(In dieser Woche ist mein Buch In meinen Gärten und Wäldern erschienen. Hier das Motto und das Vorwort.)
„Die stille, reine, immer wiederkehrende, leidenlose Vegetation tröstet mich oft über der Menschen Not…“
(Goethe an Lavater, 9. April 1781)
Vor einem halben Jahr hatte ich eine komplizierte Herz-Operation zu überstehen, deren nicht nur gesundheitliche Folgen mich lange beschäftigt haben. Während meiner Erkrankung begann ich, Texte und Fotografien aus den Jahren vor der Operation wieder anzuschauen. Sie porträtierten Mikrokosmen jener Gärten, in denen ich seit Jahrzehnten lebe.

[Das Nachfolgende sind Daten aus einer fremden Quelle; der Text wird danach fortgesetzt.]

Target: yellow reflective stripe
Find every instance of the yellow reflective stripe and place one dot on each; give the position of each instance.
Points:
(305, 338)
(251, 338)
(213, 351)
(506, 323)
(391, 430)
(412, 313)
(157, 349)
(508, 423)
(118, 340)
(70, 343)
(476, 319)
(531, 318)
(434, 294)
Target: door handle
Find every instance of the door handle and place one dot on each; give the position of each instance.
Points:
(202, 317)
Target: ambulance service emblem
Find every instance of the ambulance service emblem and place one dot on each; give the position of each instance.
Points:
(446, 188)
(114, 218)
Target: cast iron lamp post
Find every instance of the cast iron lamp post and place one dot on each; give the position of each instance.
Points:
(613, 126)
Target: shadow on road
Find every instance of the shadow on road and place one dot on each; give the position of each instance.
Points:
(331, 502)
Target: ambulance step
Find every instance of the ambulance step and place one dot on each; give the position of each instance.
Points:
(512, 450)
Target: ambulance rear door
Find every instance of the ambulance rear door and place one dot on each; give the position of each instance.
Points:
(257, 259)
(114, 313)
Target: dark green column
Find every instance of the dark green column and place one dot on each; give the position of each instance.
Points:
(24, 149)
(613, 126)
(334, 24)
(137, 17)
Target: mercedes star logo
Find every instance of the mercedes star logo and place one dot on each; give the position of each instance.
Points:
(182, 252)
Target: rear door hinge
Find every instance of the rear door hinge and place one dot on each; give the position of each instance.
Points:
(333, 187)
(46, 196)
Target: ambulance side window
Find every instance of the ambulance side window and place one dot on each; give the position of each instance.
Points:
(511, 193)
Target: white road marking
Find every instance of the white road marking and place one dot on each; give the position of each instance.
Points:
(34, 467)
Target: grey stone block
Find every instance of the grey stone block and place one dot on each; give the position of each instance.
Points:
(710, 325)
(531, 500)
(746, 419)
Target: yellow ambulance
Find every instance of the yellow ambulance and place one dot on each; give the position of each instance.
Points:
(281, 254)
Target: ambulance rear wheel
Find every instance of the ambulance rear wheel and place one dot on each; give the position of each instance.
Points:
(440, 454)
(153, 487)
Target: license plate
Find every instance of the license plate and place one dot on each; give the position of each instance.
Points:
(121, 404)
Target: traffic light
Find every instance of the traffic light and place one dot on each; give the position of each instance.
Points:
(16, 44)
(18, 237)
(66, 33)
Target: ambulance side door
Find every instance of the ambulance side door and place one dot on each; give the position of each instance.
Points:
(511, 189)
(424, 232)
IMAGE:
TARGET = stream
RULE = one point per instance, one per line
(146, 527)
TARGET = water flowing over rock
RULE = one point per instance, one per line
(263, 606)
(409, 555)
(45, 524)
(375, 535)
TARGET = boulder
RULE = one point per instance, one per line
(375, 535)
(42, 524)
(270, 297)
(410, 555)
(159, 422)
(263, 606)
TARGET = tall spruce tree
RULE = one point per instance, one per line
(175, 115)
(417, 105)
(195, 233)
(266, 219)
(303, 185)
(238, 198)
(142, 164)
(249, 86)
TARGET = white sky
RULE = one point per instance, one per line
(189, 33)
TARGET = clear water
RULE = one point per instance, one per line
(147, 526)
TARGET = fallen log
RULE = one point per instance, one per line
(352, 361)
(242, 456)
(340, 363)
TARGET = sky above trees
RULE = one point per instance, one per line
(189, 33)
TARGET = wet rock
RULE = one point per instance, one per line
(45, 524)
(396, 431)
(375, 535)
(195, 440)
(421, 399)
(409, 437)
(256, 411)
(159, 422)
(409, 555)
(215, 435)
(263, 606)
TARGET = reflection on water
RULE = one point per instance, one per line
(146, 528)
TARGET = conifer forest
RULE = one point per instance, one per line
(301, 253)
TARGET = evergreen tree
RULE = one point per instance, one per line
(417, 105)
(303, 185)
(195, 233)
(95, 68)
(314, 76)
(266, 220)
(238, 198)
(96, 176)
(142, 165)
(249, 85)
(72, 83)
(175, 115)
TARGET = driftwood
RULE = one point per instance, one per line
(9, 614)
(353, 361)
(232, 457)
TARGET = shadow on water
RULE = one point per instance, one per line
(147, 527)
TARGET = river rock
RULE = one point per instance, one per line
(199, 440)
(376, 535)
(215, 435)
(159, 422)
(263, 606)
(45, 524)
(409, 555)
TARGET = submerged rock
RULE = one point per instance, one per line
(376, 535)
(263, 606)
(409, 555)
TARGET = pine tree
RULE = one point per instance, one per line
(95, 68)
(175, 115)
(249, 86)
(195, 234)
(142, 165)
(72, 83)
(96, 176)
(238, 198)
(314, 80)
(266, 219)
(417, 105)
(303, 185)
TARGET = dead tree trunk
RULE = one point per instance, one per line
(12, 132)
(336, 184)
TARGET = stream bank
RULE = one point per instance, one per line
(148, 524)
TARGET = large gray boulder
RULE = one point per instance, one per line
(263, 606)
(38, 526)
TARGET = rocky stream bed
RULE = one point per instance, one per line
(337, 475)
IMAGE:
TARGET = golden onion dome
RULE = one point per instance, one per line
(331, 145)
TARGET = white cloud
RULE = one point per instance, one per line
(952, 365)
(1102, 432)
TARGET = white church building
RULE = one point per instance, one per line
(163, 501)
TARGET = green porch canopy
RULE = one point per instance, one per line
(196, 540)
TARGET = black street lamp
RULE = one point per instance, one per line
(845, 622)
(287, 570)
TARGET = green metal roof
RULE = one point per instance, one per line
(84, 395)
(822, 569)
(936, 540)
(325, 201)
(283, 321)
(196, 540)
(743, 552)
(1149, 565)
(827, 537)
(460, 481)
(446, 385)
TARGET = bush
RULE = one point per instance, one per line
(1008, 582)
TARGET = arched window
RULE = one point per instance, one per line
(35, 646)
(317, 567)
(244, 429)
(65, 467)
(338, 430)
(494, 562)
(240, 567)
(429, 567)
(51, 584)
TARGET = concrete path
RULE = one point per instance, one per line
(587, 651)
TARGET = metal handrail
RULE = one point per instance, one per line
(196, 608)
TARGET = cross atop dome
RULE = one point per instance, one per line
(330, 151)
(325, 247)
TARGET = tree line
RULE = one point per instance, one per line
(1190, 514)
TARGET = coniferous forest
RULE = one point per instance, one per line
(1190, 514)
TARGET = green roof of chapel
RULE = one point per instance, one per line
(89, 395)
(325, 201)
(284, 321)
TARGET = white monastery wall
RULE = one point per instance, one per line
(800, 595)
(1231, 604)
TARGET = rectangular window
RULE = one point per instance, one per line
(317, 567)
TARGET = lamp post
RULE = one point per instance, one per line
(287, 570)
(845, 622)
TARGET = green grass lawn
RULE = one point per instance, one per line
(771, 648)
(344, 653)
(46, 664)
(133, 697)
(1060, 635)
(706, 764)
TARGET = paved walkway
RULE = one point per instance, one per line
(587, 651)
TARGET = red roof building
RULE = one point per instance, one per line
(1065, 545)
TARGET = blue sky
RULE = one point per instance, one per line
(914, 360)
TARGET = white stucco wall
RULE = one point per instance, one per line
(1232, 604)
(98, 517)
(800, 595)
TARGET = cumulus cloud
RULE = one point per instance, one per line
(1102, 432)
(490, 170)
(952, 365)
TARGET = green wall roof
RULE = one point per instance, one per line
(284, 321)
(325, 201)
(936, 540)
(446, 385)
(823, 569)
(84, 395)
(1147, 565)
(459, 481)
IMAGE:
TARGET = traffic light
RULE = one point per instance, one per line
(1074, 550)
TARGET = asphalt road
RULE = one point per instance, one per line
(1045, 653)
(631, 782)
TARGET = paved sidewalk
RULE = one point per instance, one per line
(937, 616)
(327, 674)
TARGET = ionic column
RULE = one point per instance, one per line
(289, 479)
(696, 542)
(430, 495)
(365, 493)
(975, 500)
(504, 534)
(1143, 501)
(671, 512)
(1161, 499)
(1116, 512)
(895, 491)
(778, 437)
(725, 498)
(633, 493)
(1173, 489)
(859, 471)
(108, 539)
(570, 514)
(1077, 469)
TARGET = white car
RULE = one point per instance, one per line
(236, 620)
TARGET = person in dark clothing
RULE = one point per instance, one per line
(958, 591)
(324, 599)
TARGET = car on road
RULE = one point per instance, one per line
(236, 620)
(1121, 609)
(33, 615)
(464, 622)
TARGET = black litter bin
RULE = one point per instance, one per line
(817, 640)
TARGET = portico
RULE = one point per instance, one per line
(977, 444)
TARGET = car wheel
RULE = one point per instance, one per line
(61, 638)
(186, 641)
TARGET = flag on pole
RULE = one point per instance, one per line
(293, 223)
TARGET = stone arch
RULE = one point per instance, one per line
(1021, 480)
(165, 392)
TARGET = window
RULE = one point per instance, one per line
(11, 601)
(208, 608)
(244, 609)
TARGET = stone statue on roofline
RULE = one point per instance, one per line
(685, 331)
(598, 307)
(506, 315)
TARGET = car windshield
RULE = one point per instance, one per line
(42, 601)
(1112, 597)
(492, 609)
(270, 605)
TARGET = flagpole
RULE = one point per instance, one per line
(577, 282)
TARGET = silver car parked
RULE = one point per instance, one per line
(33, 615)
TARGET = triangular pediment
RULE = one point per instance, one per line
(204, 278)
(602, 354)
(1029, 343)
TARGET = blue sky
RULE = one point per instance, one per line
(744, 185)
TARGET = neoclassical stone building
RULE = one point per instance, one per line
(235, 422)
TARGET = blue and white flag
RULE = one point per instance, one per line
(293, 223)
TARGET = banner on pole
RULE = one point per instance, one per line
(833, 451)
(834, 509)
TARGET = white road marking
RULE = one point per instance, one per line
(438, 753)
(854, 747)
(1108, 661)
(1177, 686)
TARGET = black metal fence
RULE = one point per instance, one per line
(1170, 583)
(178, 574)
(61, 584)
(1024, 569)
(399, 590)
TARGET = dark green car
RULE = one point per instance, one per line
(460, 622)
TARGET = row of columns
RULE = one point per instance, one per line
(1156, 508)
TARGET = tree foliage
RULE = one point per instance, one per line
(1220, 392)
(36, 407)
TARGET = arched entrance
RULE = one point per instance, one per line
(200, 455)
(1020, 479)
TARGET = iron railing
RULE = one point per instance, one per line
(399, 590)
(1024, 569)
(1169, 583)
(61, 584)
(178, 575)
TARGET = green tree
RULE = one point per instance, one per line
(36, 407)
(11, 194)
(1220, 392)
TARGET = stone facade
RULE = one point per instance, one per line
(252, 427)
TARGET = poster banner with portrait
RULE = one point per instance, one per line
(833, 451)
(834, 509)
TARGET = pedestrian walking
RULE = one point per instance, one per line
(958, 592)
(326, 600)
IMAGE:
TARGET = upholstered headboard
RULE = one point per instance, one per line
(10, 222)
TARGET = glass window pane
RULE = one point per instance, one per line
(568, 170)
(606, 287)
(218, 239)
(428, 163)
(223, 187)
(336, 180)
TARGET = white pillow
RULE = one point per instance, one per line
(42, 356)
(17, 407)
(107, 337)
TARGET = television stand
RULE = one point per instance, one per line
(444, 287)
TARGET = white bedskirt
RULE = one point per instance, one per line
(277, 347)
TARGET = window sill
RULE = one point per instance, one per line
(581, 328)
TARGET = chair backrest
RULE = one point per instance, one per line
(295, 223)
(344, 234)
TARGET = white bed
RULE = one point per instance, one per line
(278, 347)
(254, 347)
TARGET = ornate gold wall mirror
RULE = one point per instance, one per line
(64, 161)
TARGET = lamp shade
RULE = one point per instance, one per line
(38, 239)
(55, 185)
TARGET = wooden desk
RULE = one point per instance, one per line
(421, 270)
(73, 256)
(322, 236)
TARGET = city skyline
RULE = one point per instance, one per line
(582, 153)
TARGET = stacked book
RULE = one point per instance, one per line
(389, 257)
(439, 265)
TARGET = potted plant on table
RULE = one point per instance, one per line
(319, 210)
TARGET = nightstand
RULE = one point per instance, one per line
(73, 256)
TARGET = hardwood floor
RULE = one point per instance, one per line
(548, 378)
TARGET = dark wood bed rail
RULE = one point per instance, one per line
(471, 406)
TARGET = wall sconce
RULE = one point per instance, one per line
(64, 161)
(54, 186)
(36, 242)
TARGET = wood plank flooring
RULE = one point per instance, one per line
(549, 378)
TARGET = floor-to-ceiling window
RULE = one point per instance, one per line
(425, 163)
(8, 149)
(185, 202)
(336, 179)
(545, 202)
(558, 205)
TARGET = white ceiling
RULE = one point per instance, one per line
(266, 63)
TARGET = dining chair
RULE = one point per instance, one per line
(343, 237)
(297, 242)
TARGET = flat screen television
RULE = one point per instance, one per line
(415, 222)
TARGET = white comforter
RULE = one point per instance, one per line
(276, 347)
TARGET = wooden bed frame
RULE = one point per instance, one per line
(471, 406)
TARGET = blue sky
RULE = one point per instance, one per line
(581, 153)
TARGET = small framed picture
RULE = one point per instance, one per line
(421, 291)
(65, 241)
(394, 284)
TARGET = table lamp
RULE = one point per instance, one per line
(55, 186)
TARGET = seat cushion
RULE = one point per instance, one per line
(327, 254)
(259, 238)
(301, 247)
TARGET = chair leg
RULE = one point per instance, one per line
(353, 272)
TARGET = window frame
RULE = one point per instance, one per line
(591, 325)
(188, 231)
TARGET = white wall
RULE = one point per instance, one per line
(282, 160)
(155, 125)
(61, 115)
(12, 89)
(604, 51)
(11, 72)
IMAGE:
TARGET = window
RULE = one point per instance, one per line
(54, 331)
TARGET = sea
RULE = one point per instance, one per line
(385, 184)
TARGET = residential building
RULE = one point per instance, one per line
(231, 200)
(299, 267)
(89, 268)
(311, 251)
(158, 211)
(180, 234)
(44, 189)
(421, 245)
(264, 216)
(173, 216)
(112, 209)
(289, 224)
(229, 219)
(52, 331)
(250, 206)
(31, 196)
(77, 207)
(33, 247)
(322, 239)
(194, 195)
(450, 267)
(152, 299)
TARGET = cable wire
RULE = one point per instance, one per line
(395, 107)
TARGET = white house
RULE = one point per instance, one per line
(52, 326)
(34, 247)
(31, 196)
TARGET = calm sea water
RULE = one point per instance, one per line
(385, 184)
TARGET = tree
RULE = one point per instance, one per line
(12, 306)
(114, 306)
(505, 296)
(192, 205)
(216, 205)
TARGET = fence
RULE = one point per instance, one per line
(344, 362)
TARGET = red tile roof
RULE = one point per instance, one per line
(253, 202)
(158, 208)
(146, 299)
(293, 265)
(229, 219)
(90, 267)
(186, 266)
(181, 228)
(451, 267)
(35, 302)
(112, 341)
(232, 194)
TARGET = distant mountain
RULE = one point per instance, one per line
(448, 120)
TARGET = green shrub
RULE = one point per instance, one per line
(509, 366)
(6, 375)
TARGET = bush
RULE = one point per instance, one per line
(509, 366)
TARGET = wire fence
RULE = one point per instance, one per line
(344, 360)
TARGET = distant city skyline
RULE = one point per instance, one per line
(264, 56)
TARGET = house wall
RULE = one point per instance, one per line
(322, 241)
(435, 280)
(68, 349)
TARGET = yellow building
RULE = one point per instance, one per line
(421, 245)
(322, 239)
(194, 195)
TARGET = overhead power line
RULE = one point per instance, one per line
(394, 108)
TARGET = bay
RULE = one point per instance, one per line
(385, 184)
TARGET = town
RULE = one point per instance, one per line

Sie liegen in einem großenteils steilen früheren Weinberggelände im Stuttgarter Süden, von dem aus ich auf die Stadt blicken kann. Auch in den angrenzenden Wäldern sowie in den Waldlandschaften in der Umgebung meines Westerwälder Elternhauses bin ich fündig geworden.
Die Fotografien (mit dem Smartphone) sind beiläufig entstanden, immer dann, wenn ein wenig Zeit vorhanden und die Anziehung eines bestimmten Motivs stark genug war. Große Vorbereitungen habe ich für sie also nicht getroffen, während ich an den Texten gefeilt und sie oft überarbeitet habe.
Sie gelten Pflanzen, die in meinen Gärten wild gewachsen sind und keineswegs eigens angepflanzt wurden. Ein typischer Gärtner bin ich nicht, sondern eher (wie es in einem der Texte heißt) „ein Gartengeselle“, der vor sich hin summend durch das Gelände geht und über viele oft unerwartete Erscheinungen staunt.
Die kleinen Wohnhäuser, die dazu gehören, gehen direkt in die Gartenlandschaften über. Sie haben nichts Festes, Abgeschlossenes, Dominantes, sondern sind zu den Gärten hin offen. Ein kleiner Schritt hinaus – und man steht im Grün, so dass die verschiedensten Pflanzen, Sträucher und Bäume wie Lebewesen erscheinen, die sich um einen scharen. Daher sehe, spüre und rieche ich die Jahreszeiten aus der Nähe und kann das allmähliche, kontinuierliche Vergehen von Zeit täglich verfolgen.
Die Gärten sind zugleich die Zonen der vielen Lebewesen in meiner Nähe. Keines von ihnen bewohnt das Haus (es gibt keine „Haustiere“), die meisten sehe ich dennoch fast Tag für Tag (Vögel, Katzen, Füchse, Feuersalamander, Schmetterlinge, Mäuse, Eichhörnchen, Schlangen).
Die aufmerksame Konzentration auf die Details von Pflanzen, Bäumen und Waldbeständen habe ich in der Kindheit durch meinen Vater kennengelernt. Er war es auch, der mir beigebracht hat, derart genau und geduldig über solche Details zu schreiben (in meinem Buch Der Stift und das Papier habe ich von diesen kreativen Stunden erzählt).
Später habe ich Texte von Dichtern und Schriftstellern gelesen, die mich weiter auf diesen meditativen Wegen begleitet haben. So etwa der französische Schriftsteller Francis Ponge, dessen Prosagedichte Le parti pris des choses (Im Namen der Dinge) ich ebenso bewundert habe wie die Haiku-Dichtung, die der japanische Dichter Matsuo Bashō auf seinen Schmalen Pfaden durchs Hinterland bereits im 17. Jahrhundert notierte. Die Traditionen der Prosagedichte und der Haiku-Lyrik leben denn auch in meinen Texten weiter.
Das erneute Studium der in den letzten Jahren entstandenen Texte und Fotografien hat mir den vertrauten natürlichen Kreislauf zweier Garten- und Waldlandschaften wieder nahegebracht und Lust gemacht, meinen Blick auf ihre Besonderheiten weiter zu schulen.
Ich veröffentliche sie als einen Zyklus, von dessen Lektüre ich mir für die Leserinnen und Leser ähnlich gute Wirkungen erhoffe.